- Currency rises most on record in the offshore market
- Yuan will be kept stable at reasonable level, premier says
China appeared to expand efforts Thursday to bolster its currency in what traders said is an attempt to align its exchange rates at home and abroad.
The yuan rose a record 1.2 percent in the offshore market amid speculation the People’s Bank of China was again acting to contain the months-long turmoil in Chinese financial markets.
The move came on the same day the country opened its domestic foreign-exchange market to overseas central banks.
Traders said the intervention combined with the change in its domestic policy will further China’s long-time goal of making the yuan more of an international currency.
The central bank support of the yuan abroad was the latest in a series of extraordinary efforts to slow the flow of capital out of the country and safeguard the currency following the largest devaluation in more than two decades in August.
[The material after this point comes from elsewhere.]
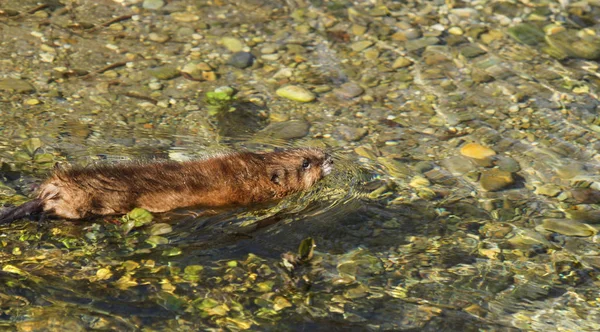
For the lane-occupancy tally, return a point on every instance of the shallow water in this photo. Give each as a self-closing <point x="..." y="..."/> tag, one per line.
<point x="415" y="229"/>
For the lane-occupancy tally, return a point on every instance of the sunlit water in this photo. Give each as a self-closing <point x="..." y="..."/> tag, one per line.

By aligning the offshore yuan rate with the onshore rate, China is attempting to stem speculation of further declines, traders said.
“There is talk of intervention driving the offshore yuan,” said Khoon Goh, a Singapore-based strategist at Australia & New Zealand Banking Group Ltd. “It would seem that they are trying to damp depreciation expectations and drive a narrowing of the onshore-offshore spread,” he said, noting that it is unusual for the PBOC to intervene outside of the domestic market.
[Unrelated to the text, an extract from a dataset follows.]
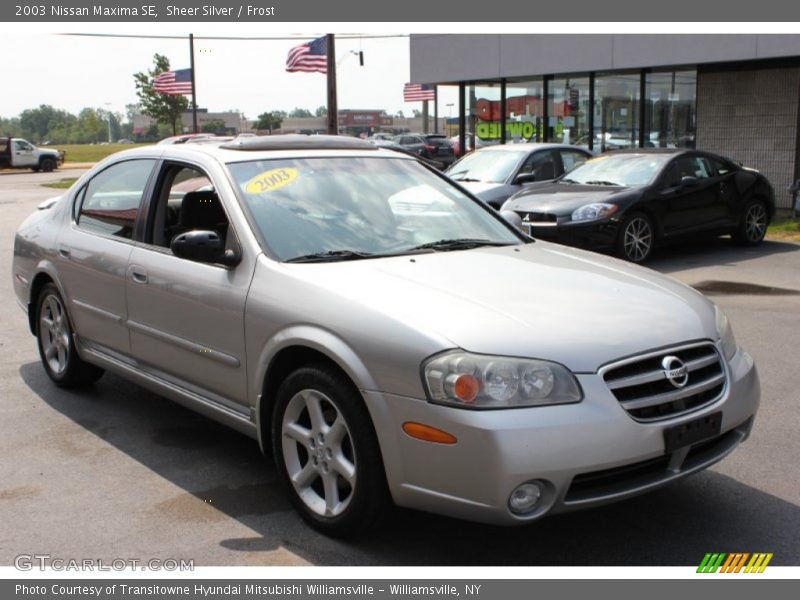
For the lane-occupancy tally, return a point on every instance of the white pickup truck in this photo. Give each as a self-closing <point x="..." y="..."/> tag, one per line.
<point x="16" y="153"/>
The yuan strengthened to 6.3936 per dollar as of 12:51 p.m. in New York, the biggest one-day advance since offshore trading began five years ago, according to data compiled by Bloomberg. The Deutsche X-trackers Harvest CSI 300 China A-Shares ETF, the biggest exchange-traded fund in the U.S. tracking mainland stocks, rose 2.3 percent to $33.27 on Thursday in New York. The Shanghai Composite Index slid 1.4 percent to 3,197.89 at the close on Thursday.
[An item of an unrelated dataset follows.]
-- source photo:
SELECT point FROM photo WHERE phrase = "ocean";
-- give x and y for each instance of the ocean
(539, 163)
A phone call to PBOC’s press office after business hours went unanswered.
The government has launched a series of measures in recent months to shore up growth and boost equity valuations, ranging from devaluing the currency to cutting interest rates and cracking down on stock market manipulation to stem a rout that has wiped out $5 trillion in shareholder value.
Since devaluing its currency a month ago and shifting to a more market-oriented exchange rate, China has been intervening to limit depreciation -- a policy that led to an unprecedented $94 billion drop in its foreign-currency reserves in August. The yuan will be kept stable at a reasonable level, Premier Li Keqiang said on Thursday at a World Economic Forum meeting in the Chinese city of Dalian, while announcing that foreign central banks would be allowed to trade in China’s domestic currency market.
The PBOC devalued the yuan on Aug. 11, triggering the steepest depreciation in two decades, and said changes to its currency policy would promote a convergence of the onshore and offshore rates. China is pushing for the yuan to be added to the International Monetary Fund’s Special Drawing Rights basket of reserve currencies and an IMF staff report published in the first week of August said a “representative exchange rate” was needed for inclusion.
The central bank cut its reference rate for the yuan by 0.22 percent to 6.3772 a dollar on Thursday, setting it near Wednesday’s close of 6.3778 in Shanghai. The spot rate was about 1.5 percent weaker than the fixing prior to last month’s devaluation. The currency closed little changed in Shanghai at 6.3772 and its discount in the offshore market shrank to 0.4 percent from 1.4 percent.
“China wants to converge the three yuan rates: the fixing, the onshore and offshore spot rates,” said Tommy Ong, managing director for treasury and markets at DBS Bank Hong Kong Ltd. “The fight has been quite extreme. There’s been quite a number of short yuan trades and volatility has jumped a lot, especially for the offshore yuan.”
Ong said he “wouldn’t be surprised” if the PBOC intervened offshore, adding that this could be done via banks acting on its behalf. Agency banks were selling dollars in the offshore market as the yuan advanced, according to a currency trader who spoke on condition of anonymity.
Twelve-month non-deliverable forward contracts for the yuan strengthened 0.9 percent to 6.5875 per dollar in Hong Kong, a 3.2 percent discount to the spot rate in Shanghai. The gap swelled to as much as 5 percent following last month’s devaluation. The difference between the yuan’s offshore exchange rate and the onshore was the tightest it’s been since the devaluation.
“There is apparent interest to close the spread between offshore and onshore yuan,” said Patrick Bennett, a strategist at Canadian Imperial Bank of Commerce in Hong Kong. “The closing of the spread will send a signal of less depreciation pressure on the currency overall. We might move into a more stable range, just as Li wishes.”